Testing NFT transfer with Hardhat: connect() method issue

I’m facing difficulties testing my NFT transfer functionality using Hardhat because the connect() method doesn’t seem to work as expected. Every time I attempt to transfer an NFT between accounts, it defaults to the deployer’s address instead of the intended user account.

Here’s the testing code I’m working with:

describe("NFT Transfer Tests", function () {
  it("Should successfully transfer NFT from one account to another", async function () {
    const { bridge, owner, userAccount } = await loadFixture(deployFixture);
    const { token, tokenOwner } = await loadFixture(deployMockNFTFixture);

    await token.connect(userAccount.address);
    await token.mint(userAccount.address);
    console.log(await token.balanceOf(userAccount.address));
    console.log(await token.ownerOf(1));

    console.log("bridge.target: ", bridge.target);
    console.log("owner.address: ", owner.address);

    await token.connect(userAccount.address);
    await token.transferFrom(userAccount.address, bridge.target, 1);
    
    console.log(await token.balanceOf(bridge.target));
    console.log(await token.ownerOf(1));
  });
});

The issue arises when the transferFrom method triggers an error: ERC721: caller is not token owner or approved. Despite using connect(userAccount.address), it still processes the transaction from the deployer’s address.
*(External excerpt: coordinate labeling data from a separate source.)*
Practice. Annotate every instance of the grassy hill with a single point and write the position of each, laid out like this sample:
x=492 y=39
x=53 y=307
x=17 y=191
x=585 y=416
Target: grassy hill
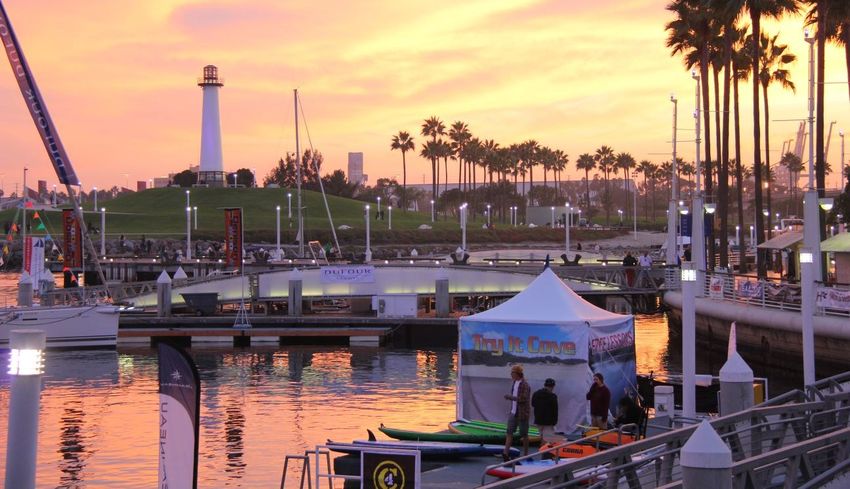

I attempted to resolve this by adding an approval step beforehand:

await token.connect(userAccount.address);
await token.approve(bridge.target, 1);
await token.transferFrom(userAccount.address, bridge.target, 1);

However, I encounter the error: ERC721: approve caller is not token owner or approved for all.

What could be wrong that prevents the msg.sender from being updated? The NFT is correctly minted to userAccount, but I’m stuck on transferring it from that account. What should I check?

Classic hardhat gotcha! You’re using .address in your connect() call - that won’t work. The connect method needs the actual signer object, not the address string. Change token.connect(userAccount.address) to just token.connect(userAccount). Also double-check that userAccount is a real signer from ethers.getSigners(), not just some address you made up.

Oh wow, I’ve been down this exact rabbit hole before! :sweat_smile: The .address issue others mentioned is spot on, but I’m curious about something else in your setup…

Have you checked what’s happening in your deployMockNFTFixture? There might be some weird interaction between your two fixtures. Is the token contract from deployMockNFTFixture getting deployed with the same network/provider context as the accounts from deployFixture?

Also, why are you calling connect() twice in some places? You do await token.connect(userAccount.address) before the mint, then again before the transferFrom. Any particular reason for that pattern?

One thing that helped me debug similar issues was adding console.log("Current signer:", await token.signer?.getAddress()) right after each connect call. Sometimes the signer wasn’t getting set right even after fixing the .address thing.

What does your deployMockNFTFixture look like? The token contract might be getting deployed with a different signer context that’s interfering with the connect calls later on.

Your problem is with the connect() method. You’re passing userAccount.address (just a string) instead of the actual signer. Change await token.connect(userAccount.address) to await token.connect(userAccount) - drop the .address part.

I hit this exact issue when I started with Hardhat testing. connect() needs the signer object to set the transaction sender properly, not just the address string. When you pass the address, it doesn’t change the signer context and transactions default to the deployer.

Make sure your deployFixture returns the signer objects correctly for userAccount - this’ll bite you if it’s wrong. You can check by logging the signer address after connecting: console.log(await token.connect(userAccount).signer.getAddress()).